“You are not in a dream; at least, if you are, I am in it too; and I vote we stay in dream-land, for it is monstrous pleasant,” said Adrian. “Now listen to that music, Nance; does it not uplift your soul?”

She turned and looked vaguely at the performers on the stage. The opera was one of Rossini’s; the scene now represented was a harvest festival; the stage was full of motion and brilliant colour; the gay, light, uplifting music rose to the very roof of the magnificent opera house.

“It is almost too much,” said Nance, with something like a sob in her throat. She looked suddenly so white and weary that Rowton insisted on her returning to the hotel without seeing the piece out.

The next day, to her astonishment, he proposed that they should leave Paris and go on to the Riviera.

“We will go to Nice,” he said; “it is gay enough there, and we shall have warmth and sunshine; we will visit Monte Carlo, too.
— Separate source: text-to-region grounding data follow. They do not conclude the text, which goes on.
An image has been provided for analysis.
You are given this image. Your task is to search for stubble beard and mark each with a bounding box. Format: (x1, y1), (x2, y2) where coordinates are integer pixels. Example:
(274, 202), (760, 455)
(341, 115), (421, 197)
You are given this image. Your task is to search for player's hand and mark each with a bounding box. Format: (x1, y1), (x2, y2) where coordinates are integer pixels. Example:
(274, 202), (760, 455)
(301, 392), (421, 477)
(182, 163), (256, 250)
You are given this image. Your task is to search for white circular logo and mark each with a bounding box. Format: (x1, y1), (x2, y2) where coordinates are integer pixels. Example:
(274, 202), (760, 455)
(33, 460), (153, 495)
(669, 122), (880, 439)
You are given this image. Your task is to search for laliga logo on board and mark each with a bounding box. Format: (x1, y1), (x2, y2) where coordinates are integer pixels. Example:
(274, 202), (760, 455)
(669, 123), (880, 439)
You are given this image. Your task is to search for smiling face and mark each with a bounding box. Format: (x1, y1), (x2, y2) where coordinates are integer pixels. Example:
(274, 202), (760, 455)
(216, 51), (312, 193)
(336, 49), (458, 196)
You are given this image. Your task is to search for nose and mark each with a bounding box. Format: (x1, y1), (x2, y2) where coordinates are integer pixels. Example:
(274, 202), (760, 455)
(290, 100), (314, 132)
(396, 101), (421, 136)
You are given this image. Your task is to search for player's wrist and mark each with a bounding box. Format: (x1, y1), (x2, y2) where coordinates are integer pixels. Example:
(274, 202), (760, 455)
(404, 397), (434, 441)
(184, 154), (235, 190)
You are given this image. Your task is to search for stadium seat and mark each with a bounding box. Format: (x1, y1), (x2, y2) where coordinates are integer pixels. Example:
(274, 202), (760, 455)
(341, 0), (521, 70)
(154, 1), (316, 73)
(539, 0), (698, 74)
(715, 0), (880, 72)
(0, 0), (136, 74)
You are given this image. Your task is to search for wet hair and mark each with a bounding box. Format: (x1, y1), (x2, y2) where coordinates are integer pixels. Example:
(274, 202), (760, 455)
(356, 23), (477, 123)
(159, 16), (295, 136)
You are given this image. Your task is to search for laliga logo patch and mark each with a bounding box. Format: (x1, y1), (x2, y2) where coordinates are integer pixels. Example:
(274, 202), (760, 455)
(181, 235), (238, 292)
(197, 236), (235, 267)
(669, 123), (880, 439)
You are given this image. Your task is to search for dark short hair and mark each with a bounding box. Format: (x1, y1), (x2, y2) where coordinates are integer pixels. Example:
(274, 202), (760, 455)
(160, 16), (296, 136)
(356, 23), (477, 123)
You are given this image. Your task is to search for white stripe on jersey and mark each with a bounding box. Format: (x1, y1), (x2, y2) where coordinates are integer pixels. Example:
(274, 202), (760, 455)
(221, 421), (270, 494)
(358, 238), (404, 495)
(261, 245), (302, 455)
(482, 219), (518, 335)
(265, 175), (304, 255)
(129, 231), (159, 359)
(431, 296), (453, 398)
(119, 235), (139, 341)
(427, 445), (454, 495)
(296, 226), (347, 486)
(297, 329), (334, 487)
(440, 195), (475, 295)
Oh! I don’t gamble, you need not fear anything of that sort, but for all that we will have one exciting evening at the roulette tables.”

“I am sorry,” said Nance. “I am interested in Paris now that I am here, and I should like to see more of it. M. D’Escourt said, too, that he would call, and he promised to arrange to take us to Versailles; don’t you remember, Adrian?”

“Yes, I remember,” said Rowton; “but that fact can scarcely influence my movements.” He spoke with the faintest sneer. “I want to get on, Nance. Paris is all very well; it satisfies me in one sense, and yet in another it does not.”

“Do you know Paris? Have you been often here?”

“Yes; I spent two years in this gay capital; the liveliest and yet the most wretched time of my life.”

“I heard you mention a certain date last night,” said Nancy in a low voice, which slightly trembled. “You mentioned the year 18⸺. It so happened that I am interested in that date. It was just then the cloud came which changed father’s life and mine.”